9. Catastrophe Ecologique
Le tremblement de terre du 12 janvier a porté un coup fatal à l'environnements, déjà affecté par toutes sortes de pollutions comme le bruit, les déchets plastiques, les constructions anarchiques, la déforestation, l'émission de dioxyde de carbone et la disposition anarchique des immondices.
Cette situation est exacerbée par les mouvements et concentrations de population consécutifs au tremblement de terre du 12 janvier 2010. Les camps de déplacés ont généré beaucoup d'ordures, qui ont obstrué davantage les égouts.
Des récipients en plastique ont tapissé les différents canaux d'écoulement de la capitale. Les flancs escarpés des collines ceinturant la capitale sont maintenant occupés par des tentes de fortune.

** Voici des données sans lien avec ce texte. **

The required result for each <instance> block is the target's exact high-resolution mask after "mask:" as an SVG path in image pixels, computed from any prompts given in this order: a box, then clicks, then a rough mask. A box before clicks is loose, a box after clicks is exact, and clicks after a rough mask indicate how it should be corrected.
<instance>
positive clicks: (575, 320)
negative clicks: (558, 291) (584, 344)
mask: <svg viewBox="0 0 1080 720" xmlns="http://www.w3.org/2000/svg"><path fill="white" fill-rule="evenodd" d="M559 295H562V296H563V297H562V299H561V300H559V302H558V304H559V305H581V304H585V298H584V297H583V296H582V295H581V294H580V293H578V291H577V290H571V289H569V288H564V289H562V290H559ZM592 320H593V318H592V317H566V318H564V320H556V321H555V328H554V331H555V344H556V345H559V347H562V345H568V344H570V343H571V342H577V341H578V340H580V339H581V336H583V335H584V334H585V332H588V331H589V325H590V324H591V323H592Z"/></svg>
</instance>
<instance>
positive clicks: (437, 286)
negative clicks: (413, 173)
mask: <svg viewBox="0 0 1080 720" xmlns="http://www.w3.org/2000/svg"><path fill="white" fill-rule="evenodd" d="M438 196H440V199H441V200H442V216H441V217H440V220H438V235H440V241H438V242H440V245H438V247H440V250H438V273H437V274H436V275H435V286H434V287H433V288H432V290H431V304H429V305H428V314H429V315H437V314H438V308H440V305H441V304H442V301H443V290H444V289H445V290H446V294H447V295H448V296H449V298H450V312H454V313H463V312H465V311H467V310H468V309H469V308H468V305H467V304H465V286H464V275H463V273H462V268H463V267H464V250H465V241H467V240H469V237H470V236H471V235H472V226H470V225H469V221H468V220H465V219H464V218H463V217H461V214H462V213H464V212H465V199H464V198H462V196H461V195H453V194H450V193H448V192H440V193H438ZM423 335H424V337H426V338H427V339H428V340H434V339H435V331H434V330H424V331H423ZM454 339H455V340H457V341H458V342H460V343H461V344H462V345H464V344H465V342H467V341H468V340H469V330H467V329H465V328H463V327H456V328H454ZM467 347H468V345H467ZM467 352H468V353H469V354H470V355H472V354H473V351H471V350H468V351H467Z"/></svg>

A la veille des fêtes de fin d'année, les rues de la zone métropolitaine de Port-au-Prince et celles de nombreuses villes de province sont noircies de fumée et jonchées de fatras de toutes sortes, conséquence des manifestations violentes qui ont suivi la proclamation des résultats préliminaires des élections législatives et présidentielle.
10. Catastrophe Morale
Cette dernière est la plus grave de toutes. Elle affecte ce qu'il y a de plus précieux dans l'être humain : sa conscience. Les sentiments d'amour, de charité, de générosité et de compassion qui se sont manifestés au sein de la société haïtienne, au lendemain du séisme du 12 janvier 2010, ont vite fait place à l'égoïsme, à l'orgueil, à l'avidité, à la cupidité voire à la rapacité.
Les valeurs morales se sont effritées. Le pays est en panne d'autorité morale et souffre d'une crise de modèles. Le mensonge et la roublardise se sont érigés en loi. Les intérêts personnels et mesquins prennent le dessus sur l'intérêt général. L'avoir et le pouvoir priment sur l'Etre. La parole donnée n'est plus respectée.
L'Haïtien n'a pas retenu les grandes leçons que le tremblement de terre a bien voulu lui enseigner. Le séisme du 12 janvier 2010 nous commande de faire les choses autrement. Il faut au moins penser, diriger et construire autrement.
Toutefois, la catastrophe n'est pas une fatalité. Nous appelons le peuple haïtien à se ressaisir et à s'armer de courage et de détermination pour combattre l'arbitraire, le népotisme et la corruption.